One of the biggest misconceptions about the CISSP is that it's an advanced security or technical exam. In reality, it's a security certification from a management level. There are 10 domains but they aren't supposed to drill down or be extremely technical because it's geared towards management or CSOs who are required to have foundational security knowledge but not be in the technical trenches. I think the CISSP exam is the hardest for technical people because it's a lot of "best practices" and "models" than may not translate into the real world. In my experience, people with more years of technical experience had a harder go at the exam than the people with more management or policy-shaping experience.

I'll be honest.

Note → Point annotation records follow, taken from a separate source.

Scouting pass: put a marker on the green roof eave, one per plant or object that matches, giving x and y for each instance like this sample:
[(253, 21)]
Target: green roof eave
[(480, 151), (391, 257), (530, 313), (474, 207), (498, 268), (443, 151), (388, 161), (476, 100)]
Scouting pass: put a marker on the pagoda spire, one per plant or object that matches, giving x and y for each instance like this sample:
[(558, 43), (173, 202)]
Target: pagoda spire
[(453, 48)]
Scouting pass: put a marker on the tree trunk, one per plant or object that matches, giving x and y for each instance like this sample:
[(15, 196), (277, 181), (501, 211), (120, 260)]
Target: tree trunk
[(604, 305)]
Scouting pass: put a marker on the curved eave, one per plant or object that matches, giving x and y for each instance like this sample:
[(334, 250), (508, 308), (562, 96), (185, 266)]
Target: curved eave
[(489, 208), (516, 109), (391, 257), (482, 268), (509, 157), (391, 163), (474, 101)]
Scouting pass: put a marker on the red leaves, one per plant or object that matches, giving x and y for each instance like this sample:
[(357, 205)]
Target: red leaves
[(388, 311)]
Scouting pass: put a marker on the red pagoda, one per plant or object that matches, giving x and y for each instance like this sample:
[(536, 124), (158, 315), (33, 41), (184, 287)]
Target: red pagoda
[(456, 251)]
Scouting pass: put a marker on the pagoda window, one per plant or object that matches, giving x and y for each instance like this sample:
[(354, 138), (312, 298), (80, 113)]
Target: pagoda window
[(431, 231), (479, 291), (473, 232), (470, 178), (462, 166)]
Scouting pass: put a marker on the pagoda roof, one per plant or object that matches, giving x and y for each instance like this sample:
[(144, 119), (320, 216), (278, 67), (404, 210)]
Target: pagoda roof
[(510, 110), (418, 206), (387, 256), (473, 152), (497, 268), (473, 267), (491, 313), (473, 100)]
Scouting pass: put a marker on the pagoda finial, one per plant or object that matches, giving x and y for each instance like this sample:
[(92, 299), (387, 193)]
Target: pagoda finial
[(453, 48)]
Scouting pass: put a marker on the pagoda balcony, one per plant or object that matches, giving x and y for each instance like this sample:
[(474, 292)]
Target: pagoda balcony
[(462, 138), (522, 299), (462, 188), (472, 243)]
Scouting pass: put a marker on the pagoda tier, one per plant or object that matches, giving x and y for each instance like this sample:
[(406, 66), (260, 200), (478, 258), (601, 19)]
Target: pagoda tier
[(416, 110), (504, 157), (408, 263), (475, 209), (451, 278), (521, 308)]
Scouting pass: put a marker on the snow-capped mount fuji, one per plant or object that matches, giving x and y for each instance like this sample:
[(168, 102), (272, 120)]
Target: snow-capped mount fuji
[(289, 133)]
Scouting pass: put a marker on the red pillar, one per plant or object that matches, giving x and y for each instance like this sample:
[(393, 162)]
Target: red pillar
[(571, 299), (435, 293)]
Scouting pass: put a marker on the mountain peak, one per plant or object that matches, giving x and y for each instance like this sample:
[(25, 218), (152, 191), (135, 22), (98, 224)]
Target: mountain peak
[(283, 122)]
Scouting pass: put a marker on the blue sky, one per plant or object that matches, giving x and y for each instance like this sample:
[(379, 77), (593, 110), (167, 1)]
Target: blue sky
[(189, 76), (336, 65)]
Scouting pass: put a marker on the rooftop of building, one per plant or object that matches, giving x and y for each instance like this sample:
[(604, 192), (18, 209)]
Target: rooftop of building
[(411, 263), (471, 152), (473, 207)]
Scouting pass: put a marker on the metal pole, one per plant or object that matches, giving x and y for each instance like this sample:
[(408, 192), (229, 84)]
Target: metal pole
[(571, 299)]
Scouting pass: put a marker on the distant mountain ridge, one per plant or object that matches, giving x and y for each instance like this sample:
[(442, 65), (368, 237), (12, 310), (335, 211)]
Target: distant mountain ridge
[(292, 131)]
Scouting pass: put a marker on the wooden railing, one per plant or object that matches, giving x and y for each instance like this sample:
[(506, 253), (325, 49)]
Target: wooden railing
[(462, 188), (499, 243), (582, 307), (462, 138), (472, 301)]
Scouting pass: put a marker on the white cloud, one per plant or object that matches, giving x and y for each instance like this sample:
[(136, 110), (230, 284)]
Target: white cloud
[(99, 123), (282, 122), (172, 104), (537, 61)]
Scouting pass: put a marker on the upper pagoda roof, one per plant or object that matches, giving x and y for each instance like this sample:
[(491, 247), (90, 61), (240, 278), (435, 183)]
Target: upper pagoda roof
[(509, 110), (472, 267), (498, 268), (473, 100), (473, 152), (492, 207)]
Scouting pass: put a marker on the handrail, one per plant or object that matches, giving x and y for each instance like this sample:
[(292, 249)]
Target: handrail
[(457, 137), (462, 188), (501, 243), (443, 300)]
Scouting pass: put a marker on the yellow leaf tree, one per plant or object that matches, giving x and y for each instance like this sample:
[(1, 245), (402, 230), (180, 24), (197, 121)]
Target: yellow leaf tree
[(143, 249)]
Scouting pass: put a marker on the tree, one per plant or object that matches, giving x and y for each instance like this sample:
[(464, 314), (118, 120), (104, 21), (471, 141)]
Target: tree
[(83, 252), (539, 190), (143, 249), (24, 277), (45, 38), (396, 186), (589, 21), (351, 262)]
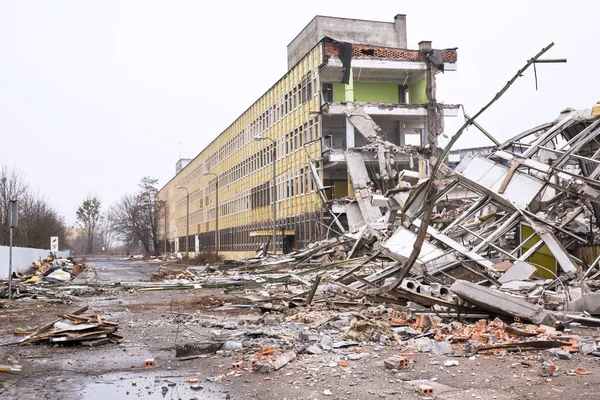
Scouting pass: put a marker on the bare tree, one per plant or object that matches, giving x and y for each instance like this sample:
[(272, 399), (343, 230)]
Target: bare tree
[(135, 216), (88, 215), (13, 186), (38, 221)]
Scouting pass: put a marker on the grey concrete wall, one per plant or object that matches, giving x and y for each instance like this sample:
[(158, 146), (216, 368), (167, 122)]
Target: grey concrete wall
[(23, 257), (386, 34)]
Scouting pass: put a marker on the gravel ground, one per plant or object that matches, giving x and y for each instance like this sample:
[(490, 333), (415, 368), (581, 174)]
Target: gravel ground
[(151, 330)]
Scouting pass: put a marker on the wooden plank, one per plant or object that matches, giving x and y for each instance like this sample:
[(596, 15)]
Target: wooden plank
[(313, 290)]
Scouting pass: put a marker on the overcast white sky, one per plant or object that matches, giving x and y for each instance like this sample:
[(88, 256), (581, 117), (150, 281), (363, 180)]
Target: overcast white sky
[(95, 95)]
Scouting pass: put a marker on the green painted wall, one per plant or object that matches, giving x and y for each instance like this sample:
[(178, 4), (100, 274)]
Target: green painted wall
[(416, 92), (375, 92)]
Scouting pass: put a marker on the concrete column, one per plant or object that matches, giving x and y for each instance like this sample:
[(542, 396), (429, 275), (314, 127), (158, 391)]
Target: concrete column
[(349, 135), (349, 88), (401, 134), (400, 28)]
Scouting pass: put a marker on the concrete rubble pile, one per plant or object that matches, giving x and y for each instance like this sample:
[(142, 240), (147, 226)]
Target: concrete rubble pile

I hadn't even heard of the GCIH before this thread so I quickly jumped over to the GIAC page to check out the objectives. I think it comes down to one question: What's the end game in your career? The CISSP material covers a LOT more and it had name-recognition that can help you in your career if you're looking to become move into a managerial position. The GCIH seems more geared specifically to incident handling and it appears to be a little more technical and niche. If you're looking to be more on the front lines of security or on an incident team, then the GCIH is for you. Either way, good luck!